Échec des négociations - Legault sonne la fin de la récréation
Le ministre de la Santé est prêt à se heurter aux médecins pour «préserver le système»
Fabien Deglise
25 juillet 2002
Les jeux sont faits. L'ultime tentative de conciliation menée hier entre François Legault, Bernard Landry et les trois fédérations de médecins s'est soldée par un nouvel échec. Conséquence: le ministre de la Santé ira aujourd'hui de l'avant à l'Assemblée nationale avec sa loi spéciale. Une loi qui, en forçant les médecins à assurer le service dans les urgences de la province, donne également le ton de la révolution que le ministre souhaite maintenant imposer dans son réseau.
La fin de la récréation vient de sonner dans le réseau de la santé du Québec. Et le bruit de la cloche risque de résonner encore longtemps aux oreilles des médecins, tout comme à celles de l'ensemble des acteurs du milieu médical québécois. Et comment! En passant cette semaine de la parole aux actes avec sa loi spéciale visant à contraindre les médecins à servir dans les urgences de Shawinigan et Jonquière — fermées la nuit depuis le début de l'été —, François Legault souhaite aller bien plus loin que la simple gestion d'un problème d'accessibilité certes récurrent mais néanmoins circonscrit. Son objectif: mettre en marche toute une révolution dans le milieu de la santé. En effet, il est temps d'«agir rapidement et de changer notre approche pour préserver ce système de santé», a-t-il indiqué en entrevue au Devoir hier.
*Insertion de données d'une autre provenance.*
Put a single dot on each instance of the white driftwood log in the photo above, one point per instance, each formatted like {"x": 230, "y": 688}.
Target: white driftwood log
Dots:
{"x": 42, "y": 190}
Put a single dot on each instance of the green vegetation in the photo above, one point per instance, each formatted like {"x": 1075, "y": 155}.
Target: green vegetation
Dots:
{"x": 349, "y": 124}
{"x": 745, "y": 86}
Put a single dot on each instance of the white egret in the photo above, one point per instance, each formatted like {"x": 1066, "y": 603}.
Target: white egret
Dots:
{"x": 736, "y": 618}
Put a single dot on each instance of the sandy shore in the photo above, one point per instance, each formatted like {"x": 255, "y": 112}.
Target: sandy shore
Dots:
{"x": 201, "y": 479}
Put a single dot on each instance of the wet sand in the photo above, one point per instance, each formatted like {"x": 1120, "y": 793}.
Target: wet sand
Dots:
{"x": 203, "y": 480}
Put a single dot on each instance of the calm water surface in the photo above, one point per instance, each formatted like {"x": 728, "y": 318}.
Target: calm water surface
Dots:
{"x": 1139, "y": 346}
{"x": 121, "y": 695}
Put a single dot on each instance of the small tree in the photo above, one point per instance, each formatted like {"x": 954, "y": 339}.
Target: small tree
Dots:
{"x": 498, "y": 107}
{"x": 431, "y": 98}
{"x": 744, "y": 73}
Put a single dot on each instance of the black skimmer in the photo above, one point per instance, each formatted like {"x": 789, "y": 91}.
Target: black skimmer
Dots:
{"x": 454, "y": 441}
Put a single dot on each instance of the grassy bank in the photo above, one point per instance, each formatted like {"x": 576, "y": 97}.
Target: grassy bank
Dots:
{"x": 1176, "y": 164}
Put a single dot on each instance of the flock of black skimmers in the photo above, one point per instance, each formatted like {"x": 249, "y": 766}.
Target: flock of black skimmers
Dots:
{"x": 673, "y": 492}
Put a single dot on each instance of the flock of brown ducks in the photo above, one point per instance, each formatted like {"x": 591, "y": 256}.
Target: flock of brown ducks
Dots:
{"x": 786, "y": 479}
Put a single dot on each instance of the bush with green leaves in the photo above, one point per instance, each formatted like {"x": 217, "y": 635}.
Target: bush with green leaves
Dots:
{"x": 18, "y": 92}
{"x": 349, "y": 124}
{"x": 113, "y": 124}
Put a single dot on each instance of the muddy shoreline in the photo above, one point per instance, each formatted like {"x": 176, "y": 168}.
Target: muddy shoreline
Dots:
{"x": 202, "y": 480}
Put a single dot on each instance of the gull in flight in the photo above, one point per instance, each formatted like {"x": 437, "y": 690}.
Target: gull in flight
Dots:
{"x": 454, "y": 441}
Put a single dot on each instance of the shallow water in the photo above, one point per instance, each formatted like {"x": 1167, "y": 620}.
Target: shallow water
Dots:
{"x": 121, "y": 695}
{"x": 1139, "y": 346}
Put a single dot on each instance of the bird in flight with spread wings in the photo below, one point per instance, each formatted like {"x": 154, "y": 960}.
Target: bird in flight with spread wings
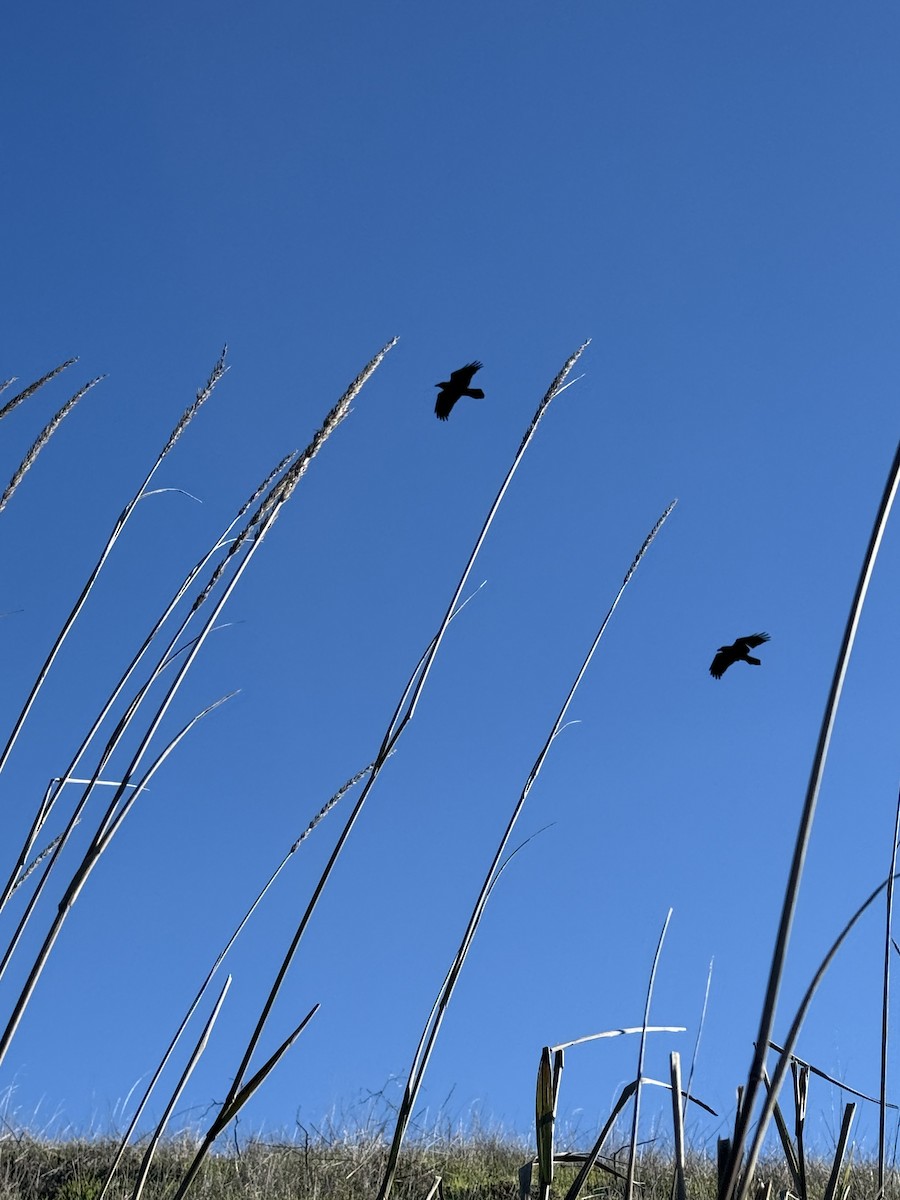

Le coup d'éclat est réussi. Le style Legault, lui, se précise avec sa dose de détermination, une fermeté à toute épreuve et surtout du courage. Beaucoup de courage. Car en se lançant dans l'aventure de la loi d'exception, le jeune et fringant ministre du cabinet Landry vient aussi de se mettre à dos les trois fédérations de médecins avec lesquelles il essayait depuis plusieurs semaines de se mettre en syntonie autour de deux salles d'urgence atteintes d'estivalite aiguë. Il le sait. «Mais il n'est pas possible de penser à un changement radical dans notre approche et nos façons de faire sans heurt avec les médecins. C'est malheureusement la seule solution», dit-il.
La réaction des médecins a été vive. D'autant qu'à l'expiration de l'ultimatum de 24 heures lancé par l'ex-ministre de l'Éducation lundi après-midi, les fédérations pensaient avoir fait leurs devoirs. Comment? En débauchant des médecins d'Alma et de Chicoutimi pour faire du dépannage de nuit dès aujourd'hui à Jonquière et pour tout le mois d'août, de même qu'en garantissant l'ouverture de l'urgence la nuit à Shawinigan dès la semaine prochaine. C'était, selon les fédérations, déjà beaucoup. Mais M. Legault s'est montré inflexible... et impatient. «Ces urgences sont fermées la nuit depuis trois semaines, commente-t-il. Et une urgence fermée, c'est une urgence de trop.» Point.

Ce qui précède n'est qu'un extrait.